The final dance of the night belongs to Alex Taylor, the Penthouse Pet who accompanied Pinter in the door hours ago. She takes the stage to a thumping rendition of “The Devil Went Down to Georgia.” The golden-ruffled curtain rises and Taylor explodes onto the stage wearing a cowgirl outfit. She twirls wildly between the two brass poles as the crowd clamors to the stage to give her money. She does a couple of spins and a pole crawl before fingering the buttons on her outfit, then unleashing her 34DDs.

During the next song, “Cowboy” by Kid Rock, Taylor steps into a kiddie pool and pours water down her chin and chest. The water pours from her jutting nipple and forms a separate waterfall. A closer look reveals a complete lack of legally required latex; her nipples stand as erect as pencil erasers nestled in a field of 100-grit sandpaper. She pirouettes in a groove on the heel-worn catwalk, and for a brief, slow-motion moment, she is freedom incarnate.

Eventually, the music dies out and Alex kisses her hands, waves at the audience and yells, “Thank you! Thank you so much!” The golden curtain drops, and that’s that.

Taylor heads backstage to the dressing room, where the dancers are clearing out their lockers and stuffing suitcases with lingerie and other tools of the trade. Taylor signs the door to the feature dancers’ green room with a black marker: “To Club Juana: Thank you for all the wonderful memories! You were always my favorite! You will be missed! — Alex Taylor, Penthouse Pet and Vivid Girl 06/17/06. I am officially retired!”

Back on the floor, Cpl. P. Gilbert of the Seminole County Sheriff’s Department is doing a last walk-through of the club.
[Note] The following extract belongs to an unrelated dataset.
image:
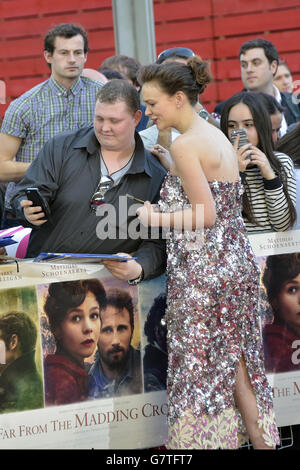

It turns out he came to praise Club Juana, not bury it.

“We’re here because this is the last time we GET to do a walk-through,” Gilbert says.

“Wa … wa … wait a minute,” says a nearby patron in earshot. “Did you just say, ‘get to do a walk-through,’ like you’re sad about it?”

“Yeah … last time,” says Gilbert. “You know, regardless of the controversy surrounding this establishment, the owner ran a clean shop.”

Pinter is out front shaking hands, giving hugs and keeping his emotions in check; his eyes well up, but he staves off the tears. His white shirt is soaked with sweat; his blazer has moist patches where his sweat bled through the material.

“I’ve had a great career here and I got to meet a lot of great people,” he says. “I have no regrets whatsoever, but I feel sad that I’m leaving my home. The battle’s not over; I will return home.”